In India, there is a constant burden on women to be “Devi-like”. Through this series, the artist attempts a reverse deification of the goddesses, making them appear like real women, in a real world. The series is an exploration not just of duality, but of multiplicity. It compels us to question our attitudes - women towards themselves, men towards women. How does the idea of a goddess coexist within every woman? How do we, as a society, so casually dismiss, disrespect, disregard, and defile in our everyday existence, those who we have bedecked with gold and enshrined in a temple?
  • ABOUT Smruthi Gargi Eswar

    Smruthi Gargi Eswar is an artist and storyteller. She studied at the Baroda Faculty of Fine Arts and Chitrakala Parishath, Bangalore briefly. Her art studies started much earlier though, while she was still a student at The Valley School KFI. From a fine arts education, Smruthi moved on to graphic design and photography almost immediately. But over the last few years, she has ventured back into the world of art, finding within it, an avenue to explore, address and express at a more personal level. Her journey from graphic design to art initially established the medium in which her works were created. Now, they vary from terracotta to acrylic to photography. But one of the mediums she enjoys using the most to give voice to her artistic expression even today, is digital or graphic art.

    With shows travelling to Budapest, New York, Cochin, Delhi and Mumbai, Smruthi has always enjoyed collaborating with designers, performance artists and other creative professionals. In 2014, she did a solo show in New Delhi, showcasing works from her “Sister Misfortune” series at acclaimed fashion designer Ritu Kumar’s flagship store. The hugely successful art series, for which Smruthi has been creating works for over a decade, has also been exhibited in Kochi, Bangalore, and Mumbai. Smruthi is a board member of Art in Social Structures, an international NGO run and funded by artists that believes that art is the building block of all social structures. Her photography work has been published in India and the Philippines. Her work has been collected by art patrons around the world. The artist is based in Bangalore and Delhi.

    Read More
  • ABOUT Digital Art

    Digital art is a term used to describe an artistic practice that uses digital technology either as part of the creative or the presentation process. It falls under the umbrella world of new media art. Since the 1960s, various different names have been used to describe digital art, and some of the other commonly used terms include computer art, multimedia art, and even graphic art.

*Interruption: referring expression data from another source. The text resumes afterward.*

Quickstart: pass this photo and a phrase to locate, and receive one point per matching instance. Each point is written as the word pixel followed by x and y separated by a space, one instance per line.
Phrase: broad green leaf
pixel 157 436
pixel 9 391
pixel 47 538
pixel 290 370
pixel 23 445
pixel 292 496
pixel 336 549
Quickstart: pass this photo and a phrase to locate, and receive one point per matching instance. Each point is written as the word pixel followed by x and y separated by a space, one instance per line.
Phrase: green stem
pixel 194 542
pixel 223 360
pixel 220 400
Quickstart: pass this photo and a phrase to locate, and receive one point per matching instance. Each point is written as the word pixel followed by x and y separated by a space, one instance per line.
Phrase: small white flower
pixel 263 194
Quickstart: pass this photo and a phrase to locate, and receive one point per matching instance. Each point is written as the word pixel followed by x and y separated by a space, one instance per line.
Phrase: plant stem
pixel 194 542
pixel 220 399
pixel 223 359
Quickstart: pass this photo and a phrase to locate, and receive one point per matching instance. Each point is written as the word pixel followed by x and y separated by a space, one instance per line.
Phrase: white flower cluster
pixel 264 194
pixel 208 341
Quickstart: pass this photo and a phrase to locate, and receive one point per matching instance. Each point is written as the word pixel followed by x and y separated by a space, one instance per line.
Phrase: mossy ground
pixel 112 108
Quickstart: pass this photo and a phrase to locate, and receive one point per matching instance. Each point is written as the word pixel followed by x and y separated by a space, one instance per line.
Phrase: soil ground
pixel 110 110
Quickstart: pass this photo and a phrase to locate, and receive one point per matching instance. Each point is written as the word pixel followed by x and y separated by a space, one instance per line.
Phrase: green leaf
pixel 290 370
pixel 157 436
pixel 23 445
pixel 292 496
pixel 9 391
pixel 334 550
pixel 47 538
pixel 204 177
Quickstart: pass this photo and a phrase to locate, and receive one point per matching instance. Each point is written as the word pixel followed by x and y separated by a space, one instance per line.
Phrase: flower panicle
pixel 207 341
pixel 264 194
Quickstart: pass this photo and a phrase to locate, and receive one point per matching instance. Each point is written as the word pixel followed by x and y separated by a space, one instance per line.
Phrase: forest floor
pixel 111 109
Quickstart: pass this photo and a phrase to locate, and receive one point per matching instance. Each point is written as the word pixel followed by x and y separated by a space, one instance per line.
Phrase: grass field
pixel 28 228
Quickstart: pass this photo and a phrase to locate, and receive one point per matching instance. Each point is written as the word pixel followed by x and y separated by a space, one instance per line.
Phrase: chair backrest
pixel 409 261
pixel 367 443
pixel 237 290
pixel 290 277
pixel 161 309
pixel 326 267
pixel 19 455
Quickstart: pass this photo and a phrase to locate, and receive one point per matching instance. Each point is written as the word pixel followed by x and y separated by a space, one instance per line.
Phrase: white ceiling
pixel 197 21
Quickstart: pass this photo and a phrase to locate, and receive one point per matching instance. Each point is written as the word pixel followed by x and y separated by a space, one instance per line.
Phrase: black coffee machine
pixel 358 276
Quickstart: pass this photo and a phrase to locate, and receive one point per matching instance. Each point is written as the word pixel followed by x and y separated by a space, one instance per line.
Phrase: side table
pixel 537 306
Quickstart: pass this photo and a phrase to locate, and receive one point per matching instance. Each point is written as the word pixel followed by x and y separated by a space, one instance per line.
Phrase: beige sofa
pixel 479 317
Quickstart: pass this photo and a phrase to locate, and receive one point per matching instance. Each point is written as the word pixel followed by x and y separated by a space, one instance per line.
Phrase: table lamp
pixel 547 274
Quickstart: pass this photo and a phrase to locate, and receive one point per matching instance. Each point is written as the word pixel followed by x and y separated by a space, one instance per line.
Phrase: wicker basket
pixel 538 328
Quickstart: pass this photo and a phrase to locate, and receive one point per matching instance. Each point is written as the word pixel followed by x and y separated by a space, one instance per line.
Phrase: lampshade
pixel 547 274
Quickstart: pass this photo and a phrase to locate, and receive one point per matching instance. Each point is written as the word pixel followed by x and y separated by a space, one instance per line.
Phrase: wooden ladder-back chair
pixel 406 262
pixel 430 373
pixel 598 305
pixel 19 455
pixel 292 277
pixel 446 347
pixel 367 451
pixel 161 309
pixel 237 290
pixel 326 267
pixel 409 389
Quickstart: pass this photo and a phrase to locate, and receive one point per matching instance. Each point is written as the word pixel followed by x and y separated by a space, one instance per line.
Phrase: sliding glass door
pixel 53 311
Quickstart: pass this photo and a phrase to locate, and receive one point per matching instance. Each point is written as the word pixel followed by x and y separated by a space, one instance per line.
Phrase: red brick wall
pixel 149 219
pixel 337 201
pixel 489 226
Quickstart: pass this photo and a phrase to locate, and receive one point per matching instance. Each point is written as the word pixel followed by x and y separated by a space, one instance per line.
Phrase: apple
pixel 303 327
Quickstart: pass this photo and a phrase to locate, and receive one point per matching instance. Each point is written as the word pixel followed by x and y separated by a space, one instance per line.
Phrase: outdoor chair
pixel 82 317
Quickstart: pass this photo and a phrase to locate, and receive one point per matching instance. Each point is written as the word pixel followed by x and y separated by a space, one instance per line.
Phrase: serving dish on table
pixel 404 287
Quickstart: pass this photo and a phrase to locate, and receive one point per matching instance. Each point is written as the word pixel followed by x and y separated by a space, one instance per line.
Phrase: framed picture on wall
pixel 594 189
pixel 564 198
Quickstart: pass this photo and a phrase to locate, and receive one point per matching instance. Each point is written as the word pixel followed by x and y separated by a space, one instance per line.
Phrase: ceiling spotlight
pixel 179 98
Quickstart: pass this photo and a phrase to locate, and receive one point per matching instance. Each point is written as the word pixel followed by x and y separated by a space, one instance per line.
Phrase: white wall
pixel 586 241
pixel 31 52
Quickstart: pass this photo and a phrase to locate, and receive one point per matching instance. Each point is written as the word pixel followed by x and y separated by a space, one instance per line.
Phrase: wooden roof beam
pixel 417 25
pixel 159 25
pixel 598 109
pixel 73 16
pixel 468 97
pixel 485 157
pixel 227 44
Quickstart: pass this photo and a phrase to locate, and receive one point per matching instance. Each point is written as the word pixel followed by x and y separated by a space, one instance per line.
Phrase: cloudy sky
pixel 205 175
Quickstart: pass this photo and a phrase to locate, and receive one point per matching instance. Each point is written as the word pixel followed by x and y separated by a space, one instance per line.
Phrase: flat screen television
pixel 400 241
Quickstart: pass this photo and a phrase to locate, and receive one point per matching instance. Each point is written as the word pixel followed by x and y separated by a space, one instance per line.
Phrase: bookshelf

    Digital artworks can be created as unique or editioned pieces. To maintain the value and exclusivity of the artwork, an artist would typically destroy the source file (of the artwork), once the number of pre-decided pieces have been sold. Digital artworks may be presented digitally, but more commonly, they are printed works of art that can be hung on a wall, much like a painting.

    Contrary to misconception, creating digital art also requires artistic skills such as sketching, drawing and colouring, as digital artists use all of these to create their artworks on the computer. While there may be some lingering debate about the pros and cons of this new age medium of creation, there is no doubt, that digital art has created a vast expansion of the creative sphere.